Closed dimko closed 1 year ago

dimko commented 1 year ago

Is your feature request related to a problem? Please describe. We're using TypeDict along with @match_class_typing of strongtyping module to apply type validations for api schemas. We often have the need to define a TypedDict with some keys that are required and others that are optional and can be missing. Previously the only way to define such a TypedDict was to declare one TypedDict with one total=True and then inherit it from another TypedDict with total=False

example

class _Example(TypedDict): # implicitly total=True foo: str

class Example(_Example, total=False): bar: int

Recently TypeDicts started supporting Required and NotRequired types (from typing or typing_extensions modules) for their attributes. source https://peps.python.org/pep-0655/#specification

So a TypeDict class can be easily defined as:

class Example(TypedDict, total=False): foo: Required[str] bar: int

Required[type] and NotRequired[type] have origin type Required|NotRequired and e.g str, int, dict, list, etc as their type args. So strongtyping complains and gives a type mismatch error in case a key is of type str for example, but has been defined as Required[str]
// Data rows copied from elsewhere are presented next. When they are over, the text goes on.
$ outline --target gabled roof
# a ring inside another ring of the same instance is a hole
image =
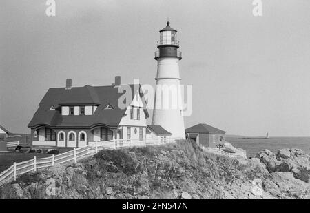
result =
[[[126,85],[127,86],[127,85]],[[132,89],[132,101],[134,96],[138,92],[141,98],[143,94],[141,91],[140,85],[129,85]],[[39,105],[39,108],[28,124],[29,128],[39,125],[48,125],[53,128],[81,127],[92,128],[97,125],[110,127],[118,125],[123,116],[126,108],[118,108],[118,99],[126,92],[118,92],[118,88],[113,85],[90,86],[72,88],[66,90],[65,88],[50,88]],[[127,106],[131,103],[126,103]],[[110,104],[112,110],[104,110]],[[85,116],[62,116],[61,105],[97,105],[92,115]],[[50,110],[52,105],[56,108]],[[143,109],[145,115],[149,116],[146,106]]]
[[[147,125],[147,128],[157,136],[170,136],[172,134],[165,130],[161,125]]]
[[[10,132],[7,129],[6,129],[5,128],[3,128],[2,125],[0,125],[0,129],[1,129],[2,130],[3,130],[3,132],[6,132],[6,134],[11,134],[11,132]]]
[[[196,125],[194,125],[191,128],[189,128],[185,130],[185,132],[203,132],[203,133],[209,133],[209,132],[222,132],[225,133],[225,131],[217,129],[214,128],[213,126],[207,125],[205,123],[199,123]]]

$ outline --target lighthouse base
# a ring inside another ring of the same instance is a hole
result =
[[[184,119],[180,111],[154,109],[152,125],[161,125],[172,134],[172,137],[185,139]]]

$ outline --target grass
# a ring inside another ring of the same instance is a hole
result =
[[[0,152],[0,172],[4,171],[14,162],[19,163],[24,161],[32,159],[34,156],[37,158],[44,158],[52,156],[48,154],[41,153],[19,153],[19,152]]]

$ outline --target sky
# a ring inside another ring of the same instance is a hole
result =
[[[178,30],[182,84],[193,86],[185,127],[229,134],[310,136],[310,1],[0,1],[0,124],[27,128],[49,88],[155,85],[158,30]],[[149,122],[151,122],[149,119]]]

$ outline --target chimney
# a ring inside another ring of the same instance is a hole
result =
[[[67,79],[65,80],[65,89],[71,90],[72,88],[72,79]]]
[[[121,83],[121,79],[120,76],[116,76],[115,77],[115,83],[114,83],[114,86],[117,87],[117,86],[120,86]]]

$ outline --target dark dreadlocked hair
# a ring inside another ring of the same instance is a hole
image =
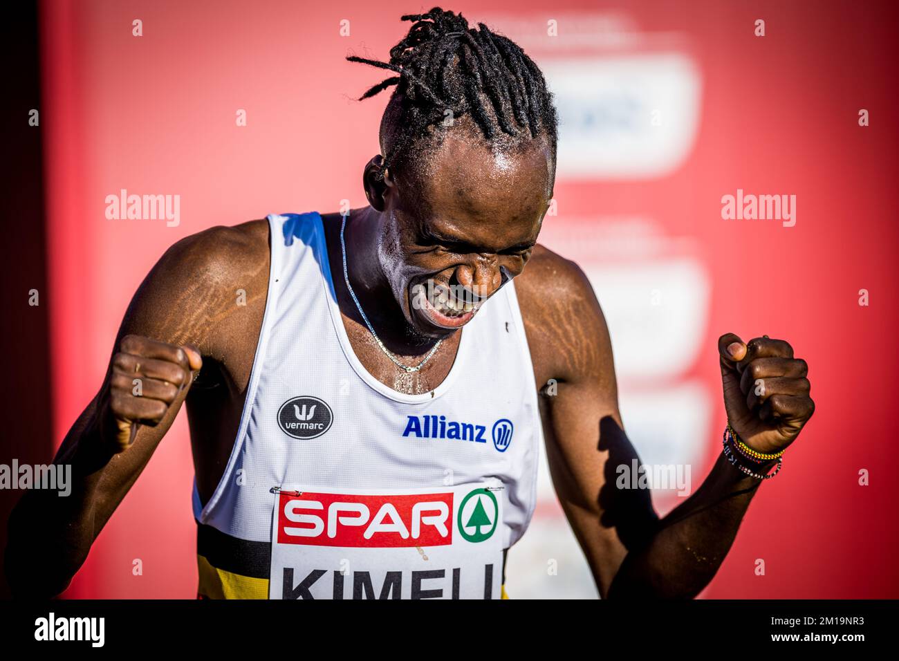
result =
[[[491,142],[521,144],[545,137],[555,165],[558,121],[553,94],[539,68],[517,44],[484,23],[469,28],[461,13],[440,7],[401,20],[414,23],[390,49],[389,62],[347,58],[397,74],[359,99],[396,85],[381,121],[382,176],[387,166],[400,168],[413,147],[424,151],[423,141],[435,131],[440,135],[448,115],[453,121],[469,115]]]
It would be great if strongtyping could support getting type arguments in case of Required and Not Required "types" instead of the origin type

Describe the solution you'd like The simplest solution I can think of is adding an extra if clause in strong_typing_utils.py to handle Required and NotRequired e.g

      if any(x in origin_name for x in ["required", "notrequired"]):
          if get_origin(get_args(type_of)[0]):
              type_of = get_origin(get_args(type_of)[0])
          return isinstance(argument, get_args(type_of))
def check_type(argument, type_of, mro=False, **kwargs):
    from strongtyping.types import IterValidator, Validator

    if checking_typing_generator(argument, type_of):
        # generator will be exhausted when we check it, so we return it without any checking
        return argument

    check_result = True
    if type_of is not None:
        origin, origin_name = get_origins(type_of)
        origin_name = origin_name.lower()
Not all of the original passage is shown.